$28.7M Oaky Woods deal OK’d; appraisals remain secret
By JIM WALLS
Georgia today agreed to pay $28.7 million for a 10,000-acre bear habitat in Houston County but still won’t release the appraisals used to determine that value.
Critics complain the state is paying too much to bail out landowners who bought the site for an ambitious mixed-use development that never happened. The land abuts 101 acres owned by Gov. Sonny Perdue.
The final price — $2,875 an acre – is 80 percent higher than the sellers paid for the property six years ago, before the real estate market collapsed. The state cited two 2010 appraisals to justify the higher price.
The land and timber was valued at $2,405 an acre in January and $3,010 an acre in October, according to appraisal summaries released by the state Department of Natural Resources (DNR) last week. Houston County’s tax assessors value the property at $1,165 an acre.
State officials declined to disclose details of those appraisals, which would include comparable sales and an analysis of market conditions, even after today’s vote by the State Properties Commission.

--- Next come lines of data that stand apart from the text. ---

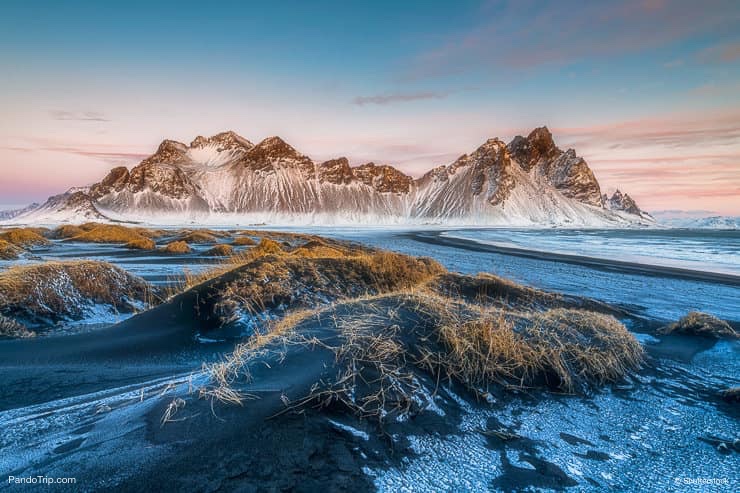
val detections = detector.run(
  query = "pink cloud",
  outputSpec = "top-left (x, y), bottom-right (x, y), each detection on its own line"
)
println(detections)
top-left (406, 0), bottom-right (739, 79)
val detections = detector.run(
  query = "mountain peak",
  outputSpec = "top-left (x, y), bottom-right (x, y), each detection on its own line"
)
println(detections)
top-left (508, 126), bottom-right (561, 171)
top-left (190, 130), bottom-right (254, 152)
top-left (252, 135), bottom-right (300, 157)
top-left (604, 189), bottom-right (642, 215)
top-left (141, 139), bottom-right (188, 165)
top-left (318, 157), bottom-right (353, 185)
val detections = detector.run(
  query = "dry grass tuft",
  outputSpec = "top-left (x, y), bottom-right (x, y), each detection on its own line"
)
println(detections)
top-left (0, 260), bottom-right (152, 321)
top-left (0, 228), bottom-right (50, 247)
top-left (206, 244), bottom-right (234, 257)
top-left (177, 231), bottom-right (218, 243)
top-left (68, 224), bottom-right (148, 244)
top-left (658, 312), bottom-right (740, 339)
top-left (0, 314), bottom-right (36, 338)
top-left (125, 237), bottom-right (157, 250)
top-left (231, 236), bottom-right (257, 246)
top-left (51, 224), bottom-right (89, 240)
top-left (0, 240), bottom-right (23, 260)
top-left (426, 309), bottom-right (644, 392)
top-left (254, 238), bottom-right (283, 255)
top-left (161, 241), bottom-right (192, 254)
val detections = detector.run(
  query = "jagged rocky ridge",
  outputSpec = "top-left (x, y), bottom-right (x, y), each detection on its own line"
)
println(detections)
top-left (14, 127), bottom-right (652, 226)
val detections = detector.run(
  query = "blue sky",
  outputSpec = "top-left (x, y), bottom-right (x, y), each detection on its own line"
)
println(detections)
top-left (0, 0), bottom-right (740, 213)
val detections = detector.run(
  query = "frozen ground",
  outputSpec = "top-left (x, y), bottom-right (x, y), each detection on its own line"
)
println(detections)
top-left (0, 229), bottom-right (740, 492)
top-left (444, 229), bottom-right (740, 275)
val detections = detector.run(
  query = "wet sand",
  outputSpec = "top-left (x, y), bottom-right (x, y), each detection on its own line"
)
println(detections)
top-left (401, 231), bottom-right (740, 286)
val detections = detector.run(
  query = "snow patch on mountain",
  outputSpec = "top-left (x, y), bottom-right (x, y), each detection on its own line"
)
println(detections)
top-left (5, 127), bottom-right (652, 227)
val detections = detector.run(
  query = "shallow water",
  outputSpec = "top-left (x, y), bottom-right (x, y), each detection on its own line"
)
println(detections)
top-left (445, 229), bottom-right (740, 275)
top-left (0, 228), bottom-right (740, 492)
top-left (321, 229), bottom-right (740, 322)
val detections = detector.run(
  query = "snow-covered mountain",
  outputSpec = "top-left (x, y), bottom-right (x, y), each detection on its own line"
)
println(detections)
top-left (659, 216), bottom-right (740, 229)
top-left (7, 127), bottom-right (652, 226)
top-left (0, 202), bottom-right (39, 221)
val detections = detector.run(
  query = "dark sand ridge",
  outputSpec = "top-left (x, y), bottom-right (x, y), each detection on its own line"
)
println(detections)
top-left (0, 233), bottom-right (736, 491)
top-left (402, 231), bottom-right (740, 286)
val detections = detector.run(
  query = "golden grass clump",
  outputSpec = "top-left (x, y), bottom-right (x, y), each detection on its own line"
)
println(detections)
top-left (69, 224), bottom-right (152, 244)
top-left (0, 240), bottom-right (23, 260)
top-left (51, 224), bottom-right (89, 239)
top-left (290, 240), bottom-right (348, 258)
top-left (254, 238), bottom-right (283, 255)
top-left (658, 312), bottom-right (740, 339)
top-left (0, 260), bottom-right (151, 320)
top-left (177, 231), bottom-right (218, 243)
top-left (206, 244), bottom-right (234, 257)
top-left (0, 228), bottom-right (49, 247)
top-left (161, 241), bottom-right (192, 254)
top-left (427, 308), bottom-right (644, 392)
top-left (125, 237), bottom-right (157, 250)
top-left (231, 236), bottom-right (257, 246)
top-left (0, 314), bottom-right (36, 338)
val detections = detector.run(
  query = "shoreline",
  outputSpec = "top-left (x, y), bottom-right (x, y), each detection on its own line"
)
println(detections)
top-left (399, 230), bottom-right (740, 286)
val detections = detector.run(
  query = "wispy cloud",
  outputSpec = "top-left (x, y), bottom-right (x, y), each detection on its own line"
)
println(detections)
top-left (405, 0), bottom-right (740, 79)
top-left (352, 92), bottom-right (450, 106)
top-left (49, 110), bottom-right (110, 122)
top-left (699, 41), bottom-right (740, 63)
top-left (0, 146), bottom-right (148, 163)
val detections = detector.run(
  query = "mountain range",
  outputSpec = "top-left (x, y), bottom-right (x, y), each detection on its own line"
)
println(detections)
top-left (11, 127), bottom-right (653, 227)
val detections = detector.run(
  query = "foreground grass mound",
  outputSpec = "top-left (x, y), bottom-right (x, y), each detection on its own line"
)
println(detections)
top-left (206, 245), bottom-right (234, 257)
top-left (126, 237), bottom-right (157, 250)
top-left (0, 260), bottom-right (151, 324)
top-left (231, 236), bottom-right (257, 246)
top-left (0, 240), bottom-right (23, 260)
top-left (0, 315), bottom-right (36, 339)
top-left (160, 233), bottom-right (644, 421)
top-left (161, 241), bottom-right (192, 254)
top-left (68, 224), bottom-right (158, 244)
top-left (658, 312), bottom-right (738, 339)
top-left (0, 228), bottom-right (49, 248)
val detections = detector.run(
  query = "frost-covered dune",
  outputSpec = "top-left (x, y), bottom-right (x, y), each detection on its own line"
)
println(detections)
top-left (11, 127), bottom-right (653, 227)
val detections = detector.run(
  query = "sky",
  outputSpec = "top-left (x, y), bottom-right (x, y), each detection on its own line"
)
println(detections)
top-left (0, 0), bottom-right (740, 215)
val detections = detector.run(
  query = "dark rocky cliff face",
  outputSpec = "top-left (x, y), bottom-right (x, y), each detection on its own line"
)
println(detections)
top-left (508, 127), bottom-right (604, 207)
top-left (20, 127), bottom-right (644, 221)
top-left (352, 163), bottom-right (413, 193)
top-left (603, 190), bottom-right (642, 215)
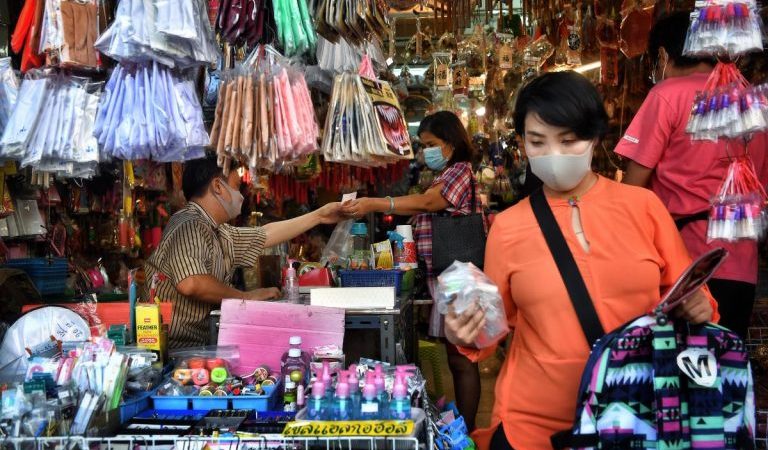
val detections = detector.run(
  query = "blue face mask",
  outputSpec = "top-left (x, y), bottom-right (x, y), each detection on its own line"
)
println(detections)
top-left (424, 146), bottom-right (448, 172)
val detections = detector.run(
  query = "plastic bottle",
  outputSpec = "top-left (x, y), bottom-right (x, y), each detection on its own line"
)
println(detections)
top-left (331, 380), bottom-right (353, 421)
top-left (358, 382), bottom-right (381, 420)
top-left (280, 336), bottom-right (310, 385)
top-left (320, 361), bottom-right (333, 402)
top-left (373, 364), bottom-right (389, 419)
top-left (307, 381), bottom-right (328, 420)
top-left (349, 222), bottom-right (371, 270)
top-left (282, 348), bottom-right (309, 385)
top-left (283, 381), bottom-right (296, 412)
top-left (284, 266), bottom-right (301, 303)
top-left (347, 364), bottom-right (362, 419)
top-left (389, 373), bottom-right (411, 420)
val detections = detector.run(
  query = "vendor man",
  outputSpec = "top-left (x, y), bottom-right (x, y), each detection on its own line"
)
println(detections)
top-left (144, 155), bottom-right (341, 348)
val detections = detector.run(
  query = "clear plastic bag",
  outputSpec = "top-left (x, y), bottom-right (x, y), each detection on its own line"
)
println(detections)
top-left (435, 261), bottom-right (509, 348)
top-left (0, 58), bottom-right (19, 135)
top-left (320, 219), bottom-right (355, 267)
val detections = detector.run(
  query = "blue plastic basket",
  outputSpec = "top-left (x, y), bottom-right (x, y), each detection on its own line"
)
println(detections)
top-left (339, 270), bottom-right (404, 295)
top-left (152, 385), bottom-right (281, 412)
top-left (5, 258), bottom-right (69, 295)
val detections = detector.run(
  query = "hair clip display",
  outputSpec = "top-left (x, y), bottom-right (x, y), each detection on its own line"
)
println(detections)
top-left (707, 157), bottom-right (768, 242)
top-left (686, 62), bottom-right (768, 141)
top-left (683, 0), bottom-right (763, 59)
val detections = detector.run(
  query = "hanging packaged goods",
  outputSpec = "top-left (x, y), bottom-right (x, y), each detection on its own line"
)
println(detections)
top-left (0, 70), bottom-right (102, 177)
top-left (95, 0), bottom-right (219, 68)
top-left (94, 61), bottom-right (209, 162)
top-left (683, 0), bottom-right (763, 60)
top-left (322, 73), bottom-right (413, 167)
top-left (315, 0), bottom-right (389, 45)
top-left (686, 63), bottom-right (768, 141)
top-left (210, 46), bottom-right (320, 171)
top-left (683, 1), bottom-right (768, 140)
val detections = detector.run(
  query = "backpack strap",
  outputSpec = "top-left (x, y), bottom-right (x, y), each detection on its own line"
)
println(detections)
top-left (531, 189), bottom-right (605, 348)
top-left (549, 430), bottom-right (600, 450)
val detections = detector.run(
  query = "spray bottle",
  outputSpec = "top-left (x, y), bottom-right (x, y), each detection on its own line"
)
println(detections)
top-left (347, 364), bottom-right (362, 419)
top-left (307, 381), bottom-right (328, 420)
top-left (332, 380), bottom-right (353, 421)
top-left (389, 373), bottom-right (411, 420)
top-left (360, 374), bottom-right (381, 420)
top-left (373, 364), bottom-right (389, 419)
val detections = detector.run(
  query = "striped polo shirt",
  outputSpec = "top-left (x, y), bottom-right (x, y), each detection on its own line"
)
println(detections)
top-left (143, 202), bottom-right (266, 348)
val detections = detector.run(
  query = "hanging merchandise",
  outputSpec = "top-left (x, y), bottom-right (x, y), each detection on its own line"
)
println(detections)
top-left (210, 46), bottom-right (320, 171)
top-left (683, 0), bottom-right (763, 60)
top-left (38, 0), bottom-right (101, 69)
top-left (272, 0), bottom-right (316, 57)
top-left (314, 0), bottom-right (389, 45)
top-left (93, 61), bottom-right (209, 162)
top-left (95, 0), bottom-right (219, 68)
top-left (11, 0), bottom-right (45, 72)
top-left (0, 58), bottom-right (19, 136)
top-left (707, 156), bottom-right (768, 242)
top-left (0, 71), bottom-right (102, 178)
top-left (322, 59), bottom-right (413, 166)
top-left (686, 62), bottom-right (768, 141)
top-left (619, 3), bottom-right (654, 58)
top-left (317, 36), bottom-right (387, 74)
top-left (215, 0), bottom-right (274, 47)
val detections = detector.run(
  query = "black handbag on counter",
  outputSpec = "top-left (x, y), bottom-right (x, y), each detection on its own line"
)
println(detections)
top-left (432, 176), bottom-right (486, 275)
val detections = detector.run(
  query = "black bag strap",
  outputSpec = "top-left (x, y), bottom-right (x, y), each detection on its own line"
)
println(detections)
top-left (531, 189), bottom-right (605, 348)
top-left (675, 211), bottom-right (709, 231)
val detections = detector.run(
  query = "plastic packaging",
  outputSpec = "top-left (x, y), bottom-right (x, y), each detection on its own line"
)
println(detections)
top-left (283, 381), bottom-right (296, 412)
top-left (307, 381), bottom-right (328, 420)
top-left (284, 267), bottom-right (300, 303)
top-left (0, 58), bottom-right (19, 136)
top-left (683, 0), bottom-right (763, 60)
top-left (320, 219), bottom-right (355, 268)
top-left (94, 0), bottom-right (219, 68)
top-left (282, 348), bottom-right (309, 384)
top-left (389, 374), bottom-right (411, 420)
top-left (331, 380), bottom-right (354, 421)
top-left (359, 382), bottom-right (381, 420)
top-left (349, 222), bottom-right (371, 270)
top-left (707, 156), bottom-right (768, 242)
top-left (435, 261), bottom-right (509, 348)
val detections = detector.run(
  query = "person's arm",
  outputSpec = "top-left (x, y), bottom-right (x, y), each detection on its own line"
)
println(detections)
top-left (614, 87), bottom-right (672, 180)
top-left (621, 160), bottom-right (653, 187)
top-left (342, 183), bottom-right (451, 217)
top-left (176, 275), bottom-right (280, 305)
top-left (263, 203), bottom-right (341, 247)
top-left (648, 194), bottom-right (720, 324)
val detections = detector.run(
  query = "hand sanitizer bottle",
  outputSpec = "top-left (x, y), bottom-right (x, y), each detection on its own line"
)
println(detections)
top-left (389, 374), bottom-right (411, 420)
top-left (307, 381), bottom-right (328, 420)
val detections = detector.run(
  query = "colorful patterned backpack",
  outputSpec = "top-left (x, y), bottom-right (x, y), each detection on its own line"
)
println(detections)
top-left (552, 248), bottom-right (755, 450)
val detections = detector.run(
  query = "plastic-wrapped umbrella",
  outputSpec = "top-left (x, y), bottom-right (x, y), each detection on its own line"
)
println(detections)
top-left (0, 306), bottom-right (91, 379)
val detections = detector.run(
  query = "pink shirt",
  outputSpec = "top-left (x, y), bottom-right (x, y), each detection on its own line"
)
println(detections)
top-left (615, 73), bottom-right (768, 284)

State law allows — but does not require — government agencies to withhold appraisals while a deal is being negotiated and until it is closed. Atlanta Unfiltered last week asked DNR to waive that privilege since the total proposed purchase price has been public for two weeks.
DNR would not release the information, department spokesman Lauren Curry said in an e-mail:
“…it has not been DNR’s practice to release this type information while a deal is still in the discussion phase (i.e., until it closes). The DNR is exempt from disclosing this material at this time pursuant to OCGA 50-18-72 (a)(6)(A).”
DNR even refused to release its contracts with the appraisal firms that set that value. Curry said the exemption covers those documents as well.
The state’s option to buy the property specifies Dec. 31 as the last permitted closing date.
DNR has leased the timberland from Weyerhaeuser Co. for use as a wildlife management area since 1966. The property – a core habitat for black bears and the largest unprotected tract in central Georgia — has been high on the department’s priority list for acquisition since the paper company put the land on the market.
DNR Deputy Commissioner Todd Holbrook described the property this way before the DNR’s board recommended the purchase last week on a 11-6 vote:
This part of the State still has a viable black bear population, which this acquisition will help sustain. Big Grocery Creek is a beautiful part of the tract with high quality bluff and hardwood floodplains. Because of the location of Oaky Woods there are plants common to both the Piedmont and Coastal Plain physiographic provinces. This site also contains unusual natural communities known as “black belt prairies.” These prairies support cone flower, eastern gammagrass and other species associated with prairies. Widespread exclusion of fire and conversion to other uses has made eastern prairies some of our rarest natural communities.